Sunday, February 21, 2010

Rae's Confession

God, I am sorry for all the sins that I have done. My dad and I are ruined because of all the mistakes. I have indulged in the things that does not glorify God. I have betrayed my own conscience to do the right thing. Both of us have come to realisation. Relationship based on sweet talk and intimacy doesn't work. I pray that both of us will be a better person in future. Despite of my ways, from Jonathan Goh to Kay Teck, I have learnt much from you. Would you forgive me? Thank you, Lord. You're so gracious and merciful to such sinner like me. You have taught me how to love a person wholeheartedly. But if its not your will, I will let it go, Father.

Dear Mr. Right, no matter what you've done to me or other girls, I forgive you cos the Lord first forgiven us. Till the day God affirms you're my Mr. Right, I will right here waiting for you. I wish one day I could know and see you in righteously way. I pray that God will reveal His answer to me. Well, I better be honest. Kay Teck, am not sure whether you're Mr. Right but I am sure of my feelings for you. I am starting to treasure the kindness and goodness of you. No matter what happened between us, I still believe God has greater things for me to experience and understand. Otherwise, you won't say "NO" to me. You said, "You see me just as a friend" I was insecure and afraid and worry for nothing. Indeed we weren't righteous before Him. Everything tumbled just like a building on a sand. Lord, if he is not the person, ERASE him off from my thoughts and mind. Let me forget who he is. It is not worth if it is not meant for me. God, you know better than and what's best for me. Lord, once I felt your peace within me and now too.

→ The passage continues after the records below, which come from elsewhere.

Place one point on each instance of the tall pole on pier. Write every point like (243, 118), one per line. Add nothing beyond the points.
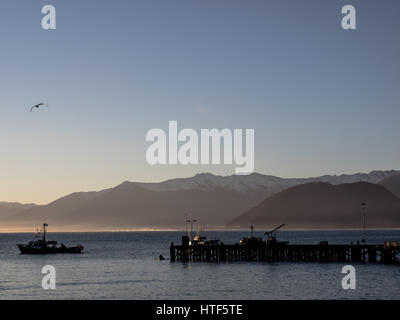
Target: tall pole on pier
(363, 207)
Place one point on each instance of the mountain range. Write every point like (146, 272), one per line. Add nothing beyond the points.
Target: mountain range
(213, 200)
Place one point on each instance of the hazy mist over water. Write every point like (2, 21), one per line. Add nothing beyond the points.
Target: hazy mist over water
(123, 265)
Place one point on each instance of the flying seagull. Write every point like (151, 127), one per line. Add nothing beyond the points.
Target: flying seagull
(38, 105)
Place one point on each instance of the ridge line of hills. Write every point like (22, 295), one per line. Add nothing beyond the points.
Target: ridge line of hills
(223, 200)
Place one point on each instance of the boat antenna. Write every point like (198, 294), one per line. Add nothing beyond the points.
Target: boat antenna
(44, 231)
(363, 207)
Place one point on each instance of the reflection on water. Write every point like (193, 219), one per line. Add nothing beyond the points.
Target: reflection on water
(123, 265)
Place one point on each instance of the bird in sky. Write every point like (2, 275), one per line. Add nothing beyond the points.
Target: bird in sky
(38, 105)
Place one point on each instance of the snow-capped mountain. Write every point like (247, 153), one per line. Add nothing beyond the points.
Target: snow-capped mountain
(257, 181)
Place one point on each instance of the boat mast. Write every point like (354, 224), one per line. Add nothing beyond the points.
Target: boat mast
(44, 231)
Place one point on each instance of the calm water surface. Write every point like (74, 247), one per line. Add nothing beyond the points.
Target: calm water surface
(123, 265)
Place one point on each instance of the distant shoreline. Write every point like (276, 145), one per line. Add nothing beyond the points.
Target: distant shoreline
(104, 230)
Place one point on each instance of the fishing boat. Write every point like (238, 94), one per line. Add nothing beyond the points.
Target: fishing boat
(40, 245)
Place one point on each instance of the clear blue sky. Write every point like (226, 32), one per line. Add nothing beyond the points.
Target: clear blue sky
(321, 100)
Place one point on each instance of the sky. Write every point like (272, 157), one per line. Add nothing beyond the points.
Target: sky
(322, 100)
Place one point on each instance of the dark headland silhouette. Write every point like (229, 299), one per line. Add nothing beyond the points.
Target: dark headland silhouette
(220, 201)
(323, 205)
(392, 183)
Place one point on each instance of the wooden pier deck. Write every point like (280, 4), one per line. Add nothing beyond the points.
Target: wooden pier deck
(359, 253)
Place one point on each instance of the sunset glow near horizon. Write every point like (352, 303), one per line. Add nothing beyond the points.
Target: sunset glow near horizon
(321, 100)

Kay Teck, you said, " you said you don't have feelings for me bot because chasing another girl or a girl likes, but because you wanna be closer to God". I hope that's the truth. Cos that just exactly the same reason Jonathan Goh gave me. Lord, I pray that You will help me discern what's right and what's wrong. I pray that I will not fall into the same pit again. Build my emotions and mental stability, Lord.